Map the Thaw, Save the Bears


©WCS/D.Moore

The ice is melting. Across the Arctic polar cap, sea ice is receding as global temperatures rise, and so the amount of open water grows. Though polar bears—Earth’s largest land predators— historically knew no boundaries, today their habitat is increasingly fragmented by watery roadblocks. No longer able to pad the ice from Russia to Alaska and Canada to Greenland, the bears find themselves stuck on shore for longer periods of the year. And with their principal prey, ringed and bearded seals, out of reach, they face starvation, and sometimes drowning.

In the wake of the U.S. government’s watershed decision to propose listing polar bears as “Threatened” under the Endangered Species Act, the Wildlife Conservation Society (WCS) has launched a bold initiative called “Warm Waters for Cool Bears.” In this new project, WCS landscape ecologists and polar bear researchers from the United States Geological Service will combine current and historical satellite imagery with meteorological data to create a Geographical Information Systems (GIS) map of the changes in sea ice habitat over time. The map will help scientists distinguish short-term, seasonal effects and large-scale climate phenomena from the long-term global warming trends that threaten wildlife. Conservationists will then be able to predict where the ice is likely to remain solid in the near future, and therefore which of the world’s 18 remaining populations of polar bears stand the best chance of survival.
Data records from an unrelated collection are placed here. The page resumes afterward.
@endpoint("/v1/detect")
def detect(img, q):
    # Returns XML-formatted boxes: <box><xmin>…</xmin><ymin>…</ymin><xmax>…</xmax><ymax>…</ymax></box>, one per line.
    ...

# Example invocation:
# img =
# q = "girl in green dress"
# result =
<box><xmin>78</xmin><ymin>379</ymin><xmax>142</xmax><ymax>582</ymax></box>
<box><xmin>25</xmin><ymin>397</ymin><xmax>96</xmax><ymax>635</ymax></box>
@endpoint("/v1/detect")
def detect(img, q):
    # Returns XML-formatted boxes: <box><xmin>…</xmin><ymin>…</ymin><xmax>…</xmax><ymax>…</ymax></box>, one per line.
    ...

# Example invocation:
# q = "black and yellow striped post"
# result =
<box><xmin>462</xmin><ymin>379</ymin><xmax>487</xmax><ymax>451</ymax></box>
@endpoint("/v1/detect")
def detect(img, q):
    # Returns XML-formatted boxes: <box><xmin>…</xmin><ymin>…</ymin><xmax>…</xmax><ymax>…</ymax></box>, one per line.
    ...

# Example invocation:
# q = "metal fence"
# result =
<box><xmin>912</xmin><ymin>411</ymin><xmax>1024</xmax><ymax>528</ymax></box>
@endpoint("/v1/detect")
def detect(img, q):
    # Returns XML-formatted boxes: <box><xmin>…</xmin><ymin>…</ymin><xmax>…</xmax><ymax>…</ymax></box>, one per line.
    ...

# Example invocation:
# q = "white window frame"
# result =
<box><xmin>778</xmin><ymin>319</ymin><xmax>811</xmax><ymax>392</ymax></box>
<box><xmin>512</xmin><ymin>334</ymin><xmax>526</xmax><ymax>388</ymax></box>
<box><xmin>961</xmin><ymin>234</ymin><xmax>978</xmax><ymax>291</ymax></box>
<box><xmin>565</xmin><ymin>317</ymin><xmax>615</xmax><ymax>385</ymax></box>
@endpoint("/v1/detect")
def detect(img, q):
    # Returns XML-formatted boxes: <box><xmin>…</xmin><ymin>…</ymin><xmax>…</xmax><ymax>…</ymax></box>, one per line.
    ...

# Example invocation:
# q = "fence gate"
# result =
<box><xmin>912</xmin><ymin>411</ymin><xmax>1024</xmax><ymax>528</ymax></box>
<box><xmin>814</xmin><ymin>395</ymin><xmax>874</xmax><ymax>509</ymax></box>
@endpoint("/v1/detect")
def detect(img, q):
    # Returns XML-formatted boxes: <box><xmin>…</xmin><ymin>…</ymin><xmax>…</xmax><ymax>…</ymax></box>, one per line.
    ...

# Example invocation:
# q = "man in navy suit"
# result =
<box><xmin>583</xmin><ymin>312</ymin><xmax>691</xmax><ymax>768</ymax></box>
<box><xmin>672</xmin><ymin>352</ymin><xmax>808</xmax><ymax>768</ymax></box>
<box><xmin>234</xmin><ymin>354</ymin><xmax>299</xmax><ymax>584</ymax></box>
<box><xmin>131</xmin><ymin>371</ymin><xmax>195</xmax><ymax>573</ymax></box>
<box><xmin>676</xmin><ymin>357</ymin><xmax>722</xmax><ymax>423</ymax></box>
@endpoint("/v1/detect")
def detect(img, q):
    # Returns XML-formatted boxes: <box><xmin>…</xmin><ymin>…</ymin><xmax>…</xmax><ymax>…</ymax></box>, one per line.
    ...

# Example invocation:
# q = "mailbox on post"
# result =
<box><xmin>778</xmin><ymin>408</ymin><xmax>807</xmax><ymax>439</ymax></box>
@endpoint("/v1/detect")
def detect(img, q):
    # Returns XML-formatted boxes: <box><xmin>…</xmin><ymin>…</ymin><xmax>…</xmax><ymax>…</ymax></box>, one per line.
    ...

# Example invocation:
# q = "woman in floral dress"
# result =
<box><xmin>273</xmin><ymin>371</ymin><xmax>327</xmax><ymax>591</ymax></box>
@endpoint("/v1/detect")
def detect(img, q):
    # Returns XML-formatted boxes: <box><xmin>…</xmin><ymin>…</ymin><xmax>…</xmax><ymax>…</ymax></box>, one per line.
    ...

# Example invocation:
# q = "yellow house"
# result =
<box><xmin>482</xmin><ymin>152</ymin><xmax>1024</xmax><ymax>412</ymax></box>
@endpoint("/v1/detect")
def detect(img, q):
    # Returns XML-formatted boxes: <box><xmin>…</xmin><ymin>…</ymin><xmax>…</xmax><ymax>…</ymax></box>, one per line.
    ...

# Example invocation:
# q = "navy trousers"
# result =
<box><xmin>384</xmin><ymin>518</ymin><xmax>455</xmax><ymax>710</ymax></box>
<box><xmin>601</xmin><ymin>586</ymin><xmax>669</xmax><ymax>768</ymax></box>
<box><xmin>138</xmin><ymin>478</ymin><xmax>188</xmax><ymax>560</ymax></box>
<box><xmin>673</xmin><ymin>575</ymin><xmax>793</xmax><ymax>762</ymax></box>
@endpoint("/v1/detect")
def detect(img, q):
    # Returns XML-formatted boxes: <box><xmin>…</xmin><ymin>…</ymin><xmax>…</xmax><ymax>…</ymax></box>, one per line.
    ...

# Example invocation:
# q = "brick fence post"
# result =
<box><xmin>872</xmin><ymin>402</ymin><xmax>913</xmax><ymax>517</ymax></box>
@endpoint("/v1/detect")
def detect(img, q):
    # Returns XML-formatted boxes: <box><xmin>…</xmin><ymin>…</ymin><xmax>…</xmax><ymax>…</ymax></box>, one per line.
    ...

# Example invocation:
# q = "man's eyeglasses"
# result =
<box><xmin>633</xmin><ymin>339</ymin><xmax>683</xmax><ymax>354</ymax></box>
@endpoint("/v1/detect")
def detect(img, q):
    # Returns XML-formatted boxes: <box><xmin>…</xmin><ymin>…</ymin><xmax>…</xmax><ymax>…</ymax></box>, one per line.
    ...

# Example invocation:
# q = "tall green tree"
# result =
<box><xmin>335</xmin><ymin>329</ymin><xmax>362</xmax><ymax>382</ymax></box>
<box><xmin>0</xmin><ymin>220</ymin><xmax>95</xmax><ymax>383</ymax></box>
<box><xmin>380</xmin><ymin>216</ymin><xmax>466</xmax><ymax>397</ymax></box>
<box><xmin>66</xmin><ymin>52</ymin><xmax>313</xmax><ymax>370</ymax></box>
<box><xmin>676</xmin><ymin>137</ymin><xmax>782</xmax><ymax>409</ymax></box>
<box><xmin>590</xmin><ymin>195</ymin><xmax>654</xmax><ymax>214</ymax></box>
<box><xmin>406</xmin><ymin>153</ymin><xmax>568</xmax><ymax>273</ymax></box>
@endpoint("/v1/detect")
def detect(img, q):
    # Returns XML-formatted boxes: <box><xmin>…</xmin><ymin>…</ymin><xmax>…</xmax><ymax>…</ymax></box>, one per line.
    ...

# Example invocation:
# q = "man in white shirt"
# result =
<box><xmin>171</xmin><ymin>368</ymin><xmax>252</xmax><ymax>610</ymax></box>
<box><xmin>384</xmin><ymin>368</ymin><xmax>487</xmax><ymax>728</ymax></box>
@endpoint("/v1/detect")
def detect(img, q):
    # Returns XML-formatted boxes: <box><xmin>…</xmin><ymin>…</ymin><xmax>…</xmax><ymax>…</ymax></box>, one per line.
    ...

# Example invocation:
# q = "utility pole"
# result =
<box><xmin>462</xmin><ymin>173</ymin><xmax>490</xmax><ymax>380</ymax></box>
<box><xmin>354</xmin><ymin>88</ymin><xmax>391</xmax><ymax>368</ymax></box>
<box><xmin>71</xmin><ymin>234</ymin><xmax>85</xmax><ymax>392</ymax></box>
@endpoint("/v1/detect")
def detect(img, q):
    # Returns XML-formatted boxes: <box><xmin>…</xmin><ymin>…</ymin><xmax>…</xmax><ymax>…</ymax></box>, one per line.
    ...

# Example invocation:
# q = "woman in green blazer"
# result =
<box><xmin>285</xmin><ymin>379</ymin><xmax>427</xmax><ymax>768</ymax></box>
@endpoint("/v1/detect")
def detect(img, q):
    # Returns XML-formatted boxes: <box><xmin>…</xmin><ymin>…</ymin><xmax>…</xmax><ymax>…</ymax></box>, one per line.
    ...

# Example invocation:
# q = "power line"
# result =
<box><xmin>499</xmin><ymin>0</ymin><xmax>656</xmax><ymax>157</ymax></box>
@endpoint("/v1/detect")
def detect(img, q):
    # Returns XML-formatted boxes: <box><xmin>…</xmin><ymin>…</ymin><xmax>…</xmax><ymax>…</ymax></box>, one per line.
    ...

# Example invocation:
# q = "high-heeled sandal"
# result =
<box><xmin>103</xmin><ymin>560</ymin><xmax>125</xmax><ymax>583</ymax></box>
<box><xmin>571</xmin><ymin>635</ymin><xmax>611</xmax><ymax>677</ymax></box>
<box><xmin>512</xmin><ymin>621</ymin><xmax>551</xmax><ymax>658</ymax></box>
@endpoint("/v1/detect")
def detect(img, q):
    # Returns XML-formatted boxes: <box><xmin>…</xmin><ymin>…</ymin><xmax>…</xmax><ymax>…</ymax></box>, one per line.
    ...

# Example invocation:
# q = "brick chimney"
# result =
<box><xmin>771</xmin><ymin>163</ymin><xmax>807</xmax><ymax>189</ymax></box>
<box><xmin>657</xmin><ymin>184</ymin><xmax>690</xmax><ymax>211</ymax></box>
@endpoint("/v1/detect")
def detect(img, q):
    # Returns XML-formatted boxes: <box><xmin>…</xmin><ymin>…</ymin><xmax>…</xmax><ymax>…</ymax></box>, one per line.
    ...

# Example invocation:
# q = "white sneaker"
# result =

“This is the first distribution-wide study on the ecological needs of polar bears in the context of global warming,” said Dr. Gary Tabor, director of the WCS North America Program. “It will inform important management activities such as designating protected areas for polar bears and their prey.”

Warm Waters for Cool Bears, led by WCS landscape ecologist Scott Bergen, is a departure from previous polar bear studies because it focuses on habitat, rather than individual bears. Tracking bears with satellite collars has often come at great cost and risk to the animals and researchers alike. The new project will be funded by a $100,000 grant from the Wendy P. McCaw Foundation.